Wie ist das, wenn man vier Töchter hat, Tillmann Prüfer?

Fotocredit: Max Zerrahn
Tillmann Prüfer ist Mitglied der Chefredaktion des Zeit Magazins, Buchautor, Kolumnist – und Vater von vier Mädchen: Luna (20), Lotta (14), Greta (12) und Juli (6). Über sein Leben als Papa schreibt er wöchentlich in der Kolumne "Prüfers Töchter", die im Zeit Magazin erscheint. Aus dieser ist ein Buch entstanden: "Kriegt das Papa oder kann das weg?", erschienen im Rowohlt Verlag.  Tillmann arbeitet wie gegenwärtig viele Eltern mit seiner Frau und drei Kindern im Home-Office. Wir haben in einer raren, ruhigen Minute mit ihm über Rollenbilder, gelbe Bagger und, natürlich, das Leben im Corona-Ausnahmezustand, gesprochen.

Deine Frau und Du arbeitet gegenwärtig mit Kindern im Home-Office. Wie läuft es bei Euch?

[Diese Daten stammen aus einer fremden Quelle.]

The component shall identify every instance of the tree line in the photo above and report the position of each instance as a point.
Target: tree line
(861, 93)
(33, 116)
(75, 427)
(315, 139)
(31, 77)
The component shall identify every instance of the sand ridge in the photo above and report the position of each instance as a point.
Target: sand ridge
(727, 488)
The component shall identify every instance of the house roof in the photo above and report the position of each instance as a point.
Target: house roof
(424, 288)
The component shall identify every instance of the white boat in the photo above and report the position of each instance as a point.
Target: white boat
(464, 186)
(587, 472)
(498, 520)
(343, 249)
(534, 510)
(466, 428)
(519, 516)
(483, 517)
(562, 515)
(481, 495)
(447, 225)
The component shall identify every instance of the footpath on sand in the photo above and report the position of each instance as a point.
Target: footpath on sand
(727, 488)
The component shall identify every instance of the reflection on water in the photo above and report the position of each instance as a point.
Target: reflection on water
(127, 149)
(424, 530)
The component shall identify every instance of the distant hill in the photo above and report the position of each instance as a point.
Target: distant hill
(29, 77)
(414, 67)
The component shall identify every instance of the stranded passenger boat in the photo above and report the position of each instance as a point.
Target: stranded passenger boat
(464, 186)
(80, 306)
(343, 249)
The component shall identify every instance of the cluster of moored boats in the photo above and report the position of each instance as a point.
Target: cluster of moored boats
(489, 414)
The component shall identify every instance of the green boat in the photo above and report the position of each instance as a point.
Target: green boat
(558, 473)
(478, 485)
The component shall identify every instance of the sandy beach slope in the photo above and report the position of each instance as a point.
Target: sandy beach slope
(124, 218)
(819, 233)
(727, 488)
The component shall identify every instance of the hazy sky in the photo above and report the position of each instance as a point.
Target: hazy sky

“Genau, wir sind zu fünft im Home-Office, meine älteste Tochter hat sich zu ihrem Freund nach München abgesetzt. Die anderen Kinder sind in diversen Lerngruppen auf WhatsApp, bekommen Aufgaben und Lehrpläne per E-Mail und arbeiten auf Lernplattformen. Die Kombination aus Home-Office und Home-Schooling ist ganz schön tückisch. Es hat ja einen Grund, warum ich Redakteur bin – und nicht Lehrkraft. Bei uns herrschte in den ersten Tagen Chaos. Das sieht dann zum Beispiel so aus: Man macht sich den Vorsatz, dass man um 10 Uhr mit dem Unterricht beginnt. Dann setzt der Chef aber für 10 Uhr eine Video-Konferenz an. Man bemüht sich um Ordnung, aber irgendein Kind schmiert garantiert das Marmeladenbrot durch die Wohnung. Und als Elternteil hat man natürlich nicht die Autorität, die ein Klassenlehrer hat. Wenn mich meine 14-Jährige fragt, wie man einen Bruch mit zwei Unbekannten löst, macht mich das völlig fertig. Ich wusste nicht einmal, dass es das gibt.”

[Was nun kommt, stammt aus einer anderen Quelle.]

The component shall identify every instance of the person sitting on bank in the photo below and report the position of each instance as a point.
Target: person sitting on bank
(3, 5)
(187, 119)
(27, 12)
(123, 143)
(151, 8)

Hast Du nach den ersten Tagen Tipps für Eltern, die sich in der gleichen Situation befinden?

“Man ist ja zur Zeit mit den Menschen, die man am meisten mag, quasi eingesperrt. Das ist eine Notsituation, eine ganz und gar nicht erquickliche Angelegenheit, deswegen sollte man sich, finde ich, von dem Streben nach Perfektion frei machen und davon ausgehen, dass alle auch mal total voneinander genervt sind, anstatt den Zustand zu idealisieren und zu glauben, man macht es sich jetzt immer schön. Es hilft auch, SEHR an seiner Toleranzgrenze zu arbeiten. Außerdem gilt wie immer, wenn man von zu Hause arbeitet: Feierabend machen. Bei uns ist spätestens ab 19 Uhr der Laptop zu, dann piept, brummt und klingelt nichts mehr. Telefonieren finde ich wichtig, mit Oma und Opa, mit Freunden, mit Menschen, die man jetzt nicht sehen kann.”

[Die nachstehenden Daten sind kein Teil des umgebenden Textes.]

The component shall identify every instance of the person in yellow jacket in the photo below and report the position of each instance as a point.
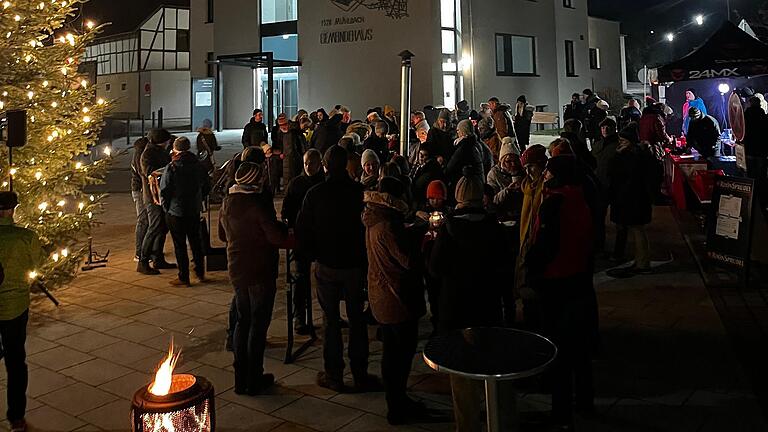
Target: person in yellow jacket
(534, 159)
(20, 255)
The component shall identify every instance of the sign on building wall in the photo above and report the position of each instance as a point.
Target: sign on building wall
(351, 26)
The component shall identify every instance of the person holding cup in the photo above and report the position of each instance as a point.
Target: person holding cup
(505, 178)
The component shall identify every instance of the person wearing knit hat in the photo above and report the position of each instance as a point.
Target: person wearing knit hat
(490, 137)
(560, 256)
(470, 256)
(505, 179)
(534, 159)
(249, 226)
(469, 192)
(250, 175)
(20, 254)
(633, 183)
(183, 187)
(330, 230)
(370, 162)
(560, 146)
(437, 191)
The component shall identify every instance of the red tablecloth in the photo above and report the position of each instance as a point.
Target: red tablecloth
(676, 172)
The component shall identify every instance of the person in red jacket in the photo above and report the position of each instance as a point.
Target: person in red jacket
(559, 271)
(652, 128)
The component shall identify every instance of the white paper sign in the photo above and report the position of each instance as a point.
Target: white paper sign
(741, 157)
(730, 206)
(203, 99)
(727, 227)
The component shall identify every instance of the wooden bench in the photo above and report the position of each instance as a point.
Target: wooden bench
(546, 118)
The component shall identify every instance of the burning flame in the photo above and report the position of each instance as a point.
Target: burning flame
(161, 386)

Deine Kolumne ist sehr erfolgreich, dabei war sie ja ursprünglich gar nicht so geplant. Kannst Du erzählen, wie es dazu kam?

“Mein Chefredakteur hatten mich zu einem Arbeits-Lunch eingeladen. Er erzählte mir dann, dass er eine Erziehungskolumne für vier Altersstufen plant – Kindergartenkind, Schulkind, Teenie und ein erwachsenes Kind – und Kollegen sucht, die jeweils eine Altersstufe übernehmen. Mir kam das total komisch vor, mich dabei für eine meiner Töchter zu entscheiden, deswegen habe ich gesagt, er solle erst einmal die anderen Kollegen fragen und ich würde dann einfach das nehmen, was übrig ist. Ich sagte noch: “Ich kann ja alle Altersklassen bedienen”, da kam mein Chef auf die Idee, dass ich einfach alle Kolumnen schreiben könne. Ich war erst schockiert, habe das dann aber mit meiner Frau und meinen Töchtern besprochen und freue mich jetzt über die vielen Reaktionen und Zuschriften.”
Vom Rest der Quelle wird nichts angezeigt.